According to a news release, OCU400 is a modifier gene therapy product candidate being developed for retinitis pigmentosa (RP). The candidate is based on a nuclear hormone receptor gene called NR2E3, which regulates diverse physiological functions within the retina, such as photoreceptor maintenance and development, metabolism, inflammation, phototransduction, and cell survival.

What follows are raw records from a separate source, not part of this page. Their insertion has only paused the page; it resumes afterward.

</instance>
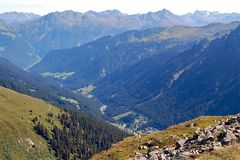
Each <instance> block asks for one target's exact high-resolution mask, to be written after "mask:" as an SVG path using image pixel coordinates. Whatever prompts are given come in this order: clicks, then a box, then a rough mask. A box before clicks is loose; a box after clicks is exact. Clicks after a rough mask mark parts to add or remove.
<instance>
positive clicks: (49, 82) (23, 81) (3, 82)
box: [0, 58, 103, 118]
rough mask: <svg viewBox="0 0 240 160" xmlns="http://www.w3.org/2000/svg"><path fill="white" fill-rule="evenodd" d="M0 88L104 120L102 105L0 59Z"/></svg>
mask: <svg viewBox="0 0 240 160" xmlns="http://www.w3.org/2000/svg"><path fill="white" fill-rule="evenodd" d="M0 86H3V87H6V88H9V89H12V90H15V91H17V92H20V93H23V94H26V95H29V96H32V97H36V98H39V99H42V100H44V101H47V102H49V103H52V104H54V105H57V106H59V107H62V108H69V109H75V110H80V111H83V112H87V113H89V114H92V115H95V116H97V117H100V118H103V116H102V113H101V112H100V109H99V108H100V107H101V103H99V102H97V101H95V100H94V99H89V98H86V97H84V96H82V95H80V94H76V93H73V92H72V91H70V90H68V89H65V88H63V87H62V86H60V85H59V84H56V83H54V82H51V81H48V80H45V79H43V78H41V77H39V76H37V75H33V74H30V73H29V72H25V71H23V70H21V69H20V68H18V67H16V66H14V65H13V64H11V63H10V62H9V61H7V60H5V59H2V58H0Z"/></svg>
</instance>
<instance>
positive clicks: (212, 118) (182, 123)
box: [92, 117, 240, 160]
mask: <svg viewBox="0 0 240 160" xmlns="http://www.w3.org/2000/svg"><path fill="white" fill-rule="evenodd" d="M222 118H223V117H199V118H197V119H194V120H192V121H189V122H186V123H182V124H179V125H176V126H172V127H169V128H168V129H166V130H164V131H161V132H154V133H152V134H149V135H142V136H141V138H138V137H136V136H133V137H129V138H126V139H125V140H124V141H121V142H119V143H117V144H116V145H115V146H113V147H112V148H110V149H109V150H107V151H103V152H101V153H99V154H96V155H95V156H93V157H92V160H99V159H101V160H109V159H111V160H126V159H128V158H129V157H133V155H134V151H139V150H138V147H139V146H141V145H143V144H145V143H147V142H148V141H149V140H151V141H152V142H154V143H155V145H158V146H159V147H164V146H173V145H175V142H176V140H178V139H179V138H181V137H182V136H183V135H184V134H185V135H192V134H193V132H194V130H195V129H194V128H190V127H188V124H190V123H192V122H193V123H195V124H196V125H197V127H199V128H204V127H206V126H209V125H211V124H215V123H216V122H217V121H218V120H220V119H222ZM228 151H231V152H232V156H233V157H234V156H238V158H239V156H240V152H239V151H240V149H239V148H238V149H235V150H231V148H230V149H228V150H226V151H225V152H228ZM143 152H144V151H143ZM235 152H236V153H238V155H235ZM214 154H215V155H214ZM221 154H223V152H221V151H217V152H214V153H212V154H206V155H203V156H202V157H199V158H201V160H206V159H209V158H212V159H213V158H215V159H217V160H218V159H221ZM228 154H230V152H228ZM213 156H214V157H213ZM235 159H236V158H235Z"/></svg>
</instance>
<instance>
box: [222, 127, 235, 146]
mask: <svg viewBox="0 0 240 160" xmlns="http://www.w3.org/2000/svg"><path fill="white" fill-rule="evenodd" d="M236 139H237V137H236V136H235V135H234V134H233V133H232V132H231V131H230V130H227V131H226V132H225V133H224V137H223V138H222V142H223V144H229V143H230V142H232V141H234V140H236Z"/></svg>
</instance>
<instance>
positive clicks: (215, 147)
mask: <svg viewBox="0 0 240 160" xmlns="http://www.w3.org/2000/svg"><path fill="white" fill-rule="evenodd" d="M189 127H192V128H195V132H194V134H193V135H192V136H191V137H185V136H184V137H183V138H182V139H179V140H178V141H176V144H175V146H174V147H164V148H159V147H158V146H152V144H151V141H149V142H148V143H147V145H148V146H146V145H143V146H140V147H139V150H148V152H147V154H141V153H140V152H135V155H136V157H134V158H130V159H129V160H148V159H149V160H177V159H178V160H185V159H189V158H191V159H196V158H197V157H198V155H200V154H202V153H206V152H212V151H215V150H219V149H224V147H226V146H229V145H232V144H234V143H238V145H239V143H240V114H238V115H236V116H231V117H230V118H229V119H222V120H221V121H219V122H218V124H216V125H211V126H207V127H205V128H204V129H200V128H198V127H195V124H193V123H191V124H190V125H189ZM149 146H150V147H149Z"/></svg>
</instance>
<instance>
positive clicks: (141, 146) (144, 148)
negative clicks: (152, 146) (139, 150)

The company noted that retinal cells in RP patients have a dysfunctional gene network, and OCU400 resets this network to reestablish a healthy cellular homeostasis—which has the potential to improve vision in patients with RP.1
Shankar Musunuri, PhD, MBA, chairman, CEO, and co-founder of Ocugen, pointed out in a news release that expanding the clinical trial to Canada is significant as it will provide an opportunity to reach a broader patient population encompassing many gene mutations associated with RP.
“The Health Canada trial will run in parallel with the US FDA trial, expediting the ability to potentially provide a gene-agnostic treatment option to approximately 110,000 patients in the United States and Canada,” Musunuri said.

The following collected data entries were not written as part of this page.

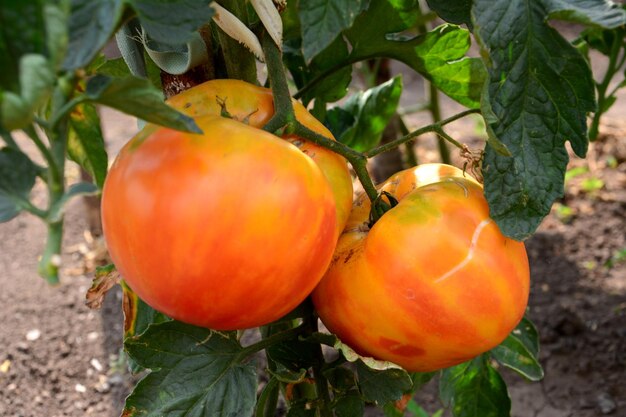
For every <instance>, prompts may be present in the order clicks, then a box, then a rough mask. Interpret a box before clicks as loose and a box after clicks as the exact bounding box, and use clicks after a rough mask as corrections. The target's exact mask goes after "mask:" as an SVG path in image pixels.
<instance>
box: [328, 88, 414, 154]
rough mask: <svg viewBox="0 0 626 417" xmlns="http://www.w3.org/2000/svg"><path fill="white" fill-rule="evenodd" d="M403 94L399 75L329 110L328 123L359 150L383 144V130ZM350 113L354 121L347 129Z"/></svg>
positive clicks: (354, 148)
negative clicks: (347, 124) (380, 84)
mask: <svg viewBox="0 0 626 417" xmlns="http://www.w3.org/2000/svg"><path fill="white" fill-rule="evenodd" d="M401 94H402V77H401V76H397V77H395V78H393V79H391V80H389V81H387V82H386V83H384V84H381V85H379V86H376V87H374V88H370V89H369V90H367V91H365V92H359V93H357V94H355V95H353V96H352V97H350V98H349V99H348V100H347V101H346V102H345V103H344V104H343V105H341V107H338V108H337V107H336V108H333V109H331V110H330V111H329V112H328V113H327V118H328V121H327V124H328V125H329V128H330V130H331V131H332V132H333V134H335V133H337V134H338V136H336V138H337V140H338V141H339V142H342V143H345V144H346V145H348V146H350V147H351V148H353V149H356V150H358V151H368V150H370V149H372V148H373V147H375V146H376V145H378V144H379V143H380V139H381V138H382V134H383V130H385V127H386V126H387V124H388V123H389V121H390V120H391V118H392V117H393V115H394V114H395V113H396V109H397V107H398V102H399V100H400V95H401ZM347 114H349V115H350V116H351V117H352V118H353V120H354V122H353V124H352V126H350V127H349V128H347V129H346V128H345V127H346V125H347V121H348V120H349V118H350V117H349V116H347Z"/></svg>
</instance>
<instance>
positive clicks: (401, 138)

The company noted in its news release that there currently are about 10,000 patients in Canada with RP and 1.6 million patients globally. The Phase 3 study in Canada will enroll up to 50 subjects across a maximum of 5 sites for the liMeliGhT clinical trial.
More than 200 mutations in more than 100 genes have been connected to RP. The Phase 3 study, spanning 1 year, will enroll 150 participants divided into 2 study arms. One included 75 participants with RHO gene mutations and another with 75 participants who are gene agnostic. In each arm, participants will be randomized in a 2:1 ratio to receive either treatment (2.5 x 1010 vg/eye of OCU400) or remain in an untreated control group, respectively. The liMeliGhT study is recruiting patients aged 8 and older, covering the full spectrum from early to late stages of RP progression.1
An enhanced sensitive and specific measurement of functional vision test—Luminance Dependent Navigation Assessment (LDNA)—is the primary endpoint for the study. Specifically, the primary endpoint is a measurement of the change in functional vision from baseline to week 52 as measured by the ability of a study participant to navigate through a maze (the LDNA). Those who demonstrate an improved ability to navigate the maze in dimmer light (i.e., by ≥2 Lux levels) compared to baseline will be classified as "responders" to the therapy. The liMeliGhT study will focus on the proportion of responders in both the treated and untreated eyes.1
“Establishing clinical sites in Canada may expedite recruitment and open doors for broader commercialization with the U.S. and Europe,” Huma Qamar, MD, MPH, chief medical officer at Ocugen, said n the news release. “With only one currently approved treatment targeting a single mutation associated with RP, there remains a significant unmet medical need, and patients worldwide are eager for new therapeutic options. It is highly rewarding to extend our efforts into a new region and offer hope to Canadian patients with RP.”
According to the news release, Ocugen previously announced that OCU400 has received orphan drug and RMAT designations from the FDA. OCU400 remains on track for the 2026 BLA and MAA approval targets.